Lockett J Marcus, Mast Alan E
Research and Pathology Services, Department of Veterans Affairs, Memphis, Tennessee 38104, USA.
Biochemistry. 2002 Apr 16;41(15):4989-97. doi: 10.1021/bi016058n.
The functions of the first two Kunitz domains of tissue factor pathway inhibitor (TFPI) are well defined as active site-directed inhibitors of factor VIIa and factor Xa. The anticoagulant properties of the third Kunitz domain and C-terminal region were probed using altered forms of TFPI. TFPI-160 contains the first two Kunitz domains. K1K2C contains the first two Kunitz domains and the basic C-terminus. Neither TFPI-160 nor K1K2C contains the third Kunitz domain. In amidolytic assays containing calcium, TFPI-160 is a less potent inhibitor of factor Xa than TFPI. However, addition of the C-terminus in K1K2C nearly restores inhibitory activity to that of TFPI, indicating that the third Kunitz domain is not required for direct inhibition of factor Xa. When compared in assays containing phospholipids and factor Va, K1K2C and TFPI-160 are poor inhibitors compared to TFPI, demonstrating that the third Kunitz domain is required for the full anticoagulant activity of TFPI. TFPI was further characterized in amidolytic assays performed with Gla-domainless factor Xa and in prothrombin activation assays using submicellar concentrations of short-chain phospholipids (C6PS). TFPI and K1K2C are worse inhibitors of Gla-domainless factor Xa, compared to wild-type factor Xa, while TFPI-160 inhibits both forms of factor Xa equally, suggesting a C-terminus/Gla domain interaction. TFPI is a potent inhibitor of thrombin generation by prothrombinase assembled with C6PS, while TFPI-160 and K1K2C are not. Conversely, TFPI does not inhibit prothrombin activation by prothrombinase assembled on a two-dimensional lipid bilayer. Together, the data indicate that the region between Gly-160 and the end of the third Kunitz domain contributes to TFPI function by orienting the second Kunitz domain so that it can bind the active site of phospholipid-associated factor Xa prior to prothrombinase assembly and/or by slowing formation of the prothrombinase complex.
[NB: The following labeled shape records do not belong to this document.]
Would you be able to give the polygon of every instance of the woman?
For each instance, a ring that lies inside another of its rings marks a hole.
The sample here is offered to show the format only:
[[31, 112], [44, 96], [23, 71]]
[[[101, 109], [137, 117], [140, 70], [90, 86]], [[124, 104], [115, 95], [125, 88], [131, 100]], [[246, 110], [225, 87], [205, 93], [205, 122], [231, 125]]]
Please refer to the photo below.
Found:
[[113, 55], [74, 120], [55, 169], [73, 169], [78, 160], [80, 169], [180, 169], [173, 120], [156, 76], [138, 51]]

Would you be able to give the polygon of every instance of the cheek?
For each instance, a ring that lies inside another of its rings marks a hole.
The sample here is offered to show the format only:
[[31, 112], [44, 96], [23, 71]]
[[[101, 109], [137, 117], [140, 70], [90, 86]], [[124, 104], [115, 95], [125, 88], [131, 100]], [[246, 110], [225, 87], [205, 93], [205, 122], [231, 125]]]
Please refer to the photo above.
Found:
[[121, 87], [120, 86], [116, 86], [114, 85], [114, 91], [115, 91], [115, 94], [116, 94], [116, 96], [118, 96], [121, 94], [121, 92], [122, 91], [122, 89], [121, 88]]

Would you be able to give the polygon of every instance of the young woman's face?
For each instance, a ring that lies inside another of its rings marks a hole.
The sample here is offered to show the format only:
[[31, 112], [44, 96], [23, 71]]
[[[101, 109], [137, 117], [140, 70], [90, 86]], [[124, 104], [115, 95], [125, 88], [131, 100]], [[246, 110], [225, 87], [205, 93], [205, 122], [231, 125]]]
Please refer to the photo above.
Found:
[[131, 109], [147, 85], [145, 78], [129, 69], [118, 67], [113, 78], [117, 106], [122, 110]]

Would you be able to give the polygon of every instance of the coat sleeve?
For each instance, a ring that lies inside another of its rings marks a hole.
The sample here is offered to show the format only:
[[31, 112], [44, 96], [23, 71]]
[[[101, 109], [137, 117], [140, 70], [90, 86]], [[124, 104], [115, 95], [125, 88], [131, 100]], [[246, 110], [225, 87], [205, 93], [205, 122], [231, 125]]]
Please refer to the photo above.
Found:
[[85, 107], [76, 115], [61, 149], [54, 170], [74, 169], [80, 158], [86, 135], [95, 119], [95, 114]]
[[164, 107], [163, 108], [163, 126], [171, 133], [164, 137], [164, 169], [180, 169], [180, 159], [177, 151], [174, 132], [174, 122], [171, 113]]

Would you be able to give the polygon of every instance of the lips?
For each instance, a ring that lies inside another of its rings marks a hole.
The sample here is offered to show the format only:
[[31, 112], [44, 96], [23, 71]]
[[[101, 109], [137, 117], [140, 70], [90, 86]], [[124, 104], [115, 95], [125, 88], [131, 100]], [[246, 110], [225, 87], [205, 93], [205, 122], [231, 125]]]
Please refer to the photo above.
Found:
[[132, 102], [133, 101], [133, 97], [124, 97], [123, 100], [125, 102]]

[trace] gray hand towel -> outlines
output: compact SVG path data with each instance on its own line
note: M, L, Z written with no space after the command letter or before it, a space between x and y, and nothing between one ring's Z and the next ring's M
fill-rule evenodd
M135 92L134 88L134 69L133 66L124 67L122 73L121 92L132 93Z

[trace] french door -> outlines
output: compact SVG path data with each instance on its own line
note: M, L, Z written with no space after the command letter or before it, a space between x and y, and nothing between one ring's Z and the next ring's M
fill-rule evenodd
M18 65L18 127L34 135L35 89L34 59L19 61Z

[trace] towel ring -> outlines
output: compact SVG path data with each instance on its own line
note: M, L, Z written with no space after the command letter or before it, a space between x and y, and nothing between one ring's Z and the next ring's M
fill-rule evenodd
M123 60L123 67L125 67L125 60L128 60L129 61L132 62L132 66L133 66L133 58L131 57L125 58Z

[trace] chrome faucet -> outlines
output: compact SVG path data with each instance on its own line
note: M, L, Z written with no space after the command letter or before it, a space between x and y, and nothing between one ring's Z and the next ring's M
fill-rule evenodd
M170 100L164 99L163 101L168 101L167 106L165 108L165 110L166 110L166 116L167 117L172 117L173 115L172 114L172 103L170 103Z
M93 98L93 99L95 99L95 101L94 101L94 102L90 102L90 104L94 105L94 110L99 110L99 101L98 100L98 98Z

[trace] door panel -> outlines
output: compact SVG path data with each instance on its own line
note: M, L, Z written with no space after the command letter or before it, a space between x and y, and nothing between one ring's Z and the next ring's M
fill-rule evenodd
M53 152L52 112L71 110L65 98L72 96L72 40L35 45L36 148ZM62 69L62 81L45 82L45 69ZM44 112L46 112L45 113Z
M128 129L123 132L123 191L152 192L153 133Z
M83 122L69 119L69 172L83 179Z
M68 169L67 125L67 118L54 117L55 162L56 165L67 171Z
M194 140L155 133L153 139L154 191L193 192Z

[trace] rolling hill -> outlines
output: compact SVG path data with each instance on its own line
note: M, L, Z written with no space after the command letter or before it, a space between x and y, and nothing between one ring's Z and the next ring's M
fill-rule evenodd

组织因子途径抑制剂(TFPI)前两个Kunitz结构域的功能已明确为因子VIIa和因子Xa的活性位点定向抑制剂。使用TFPI的变体形式探究了第三个Kunitz结构域和C末端区域的抗凝特性。TFPI - 160包含前两个Kunitz结构域。K1K2C包含前两个Kunitz结构域和碱性C末端。TFPI - 160和K1K2C均不包含第三个Kunitz结构域。在含钙的酰胺水解测定中,TFPI - 160对因子Xa的抑制作用比TFPI弱。然而,在K1K2C中添加C末端几乎可将抑制活性恢复至TFPI的水平,表明直接抑制因子Xa不需要第三个Kunitz结构域。在含有磷脂和因子Va的测定中进行比较时,与TFPI相比,K1K2C和TFPI - 160是较差的抑制剂,这表明第三个Kunitz结构域是TFPI充分抗凝活性所必需的。在使用无Gla结构域的因子Xa进行的酰胺水解测定以及使用亚微胶束浓度的短链磷脂(C6PS)进行的凝血酶原激活测定中,对TFPI进行了进一步表征。与野生型因子Xa相比,TFPI和K1K2C对无Gla结构域的因子Xa的抑制作用更弱,而TFPI - 160对两种形式的因子Xa的抑制作用相同,这表明存在C末端/Gla结构域相互作用。TFPI是由与C6PS组装的凝血酶原酶产生凝血酶的有效抑制剂,而TFPI - 160和K1K2C则不是。相反,TFPI不抑制在二维脂质双层上组装的凝血酶原酶对凝血酶原的激活。总之,数据表明,Gly - 160与第三个Kunitz结构域末端之间的区域通过使第二个Kunitz结构域定向,使其能够在凝血酶原酶组装之前结合磷脂相关因子Xa的活性位点和/或通过减缓凝血酶原酶复合物的形成,从而对TFPI的功能有贡献。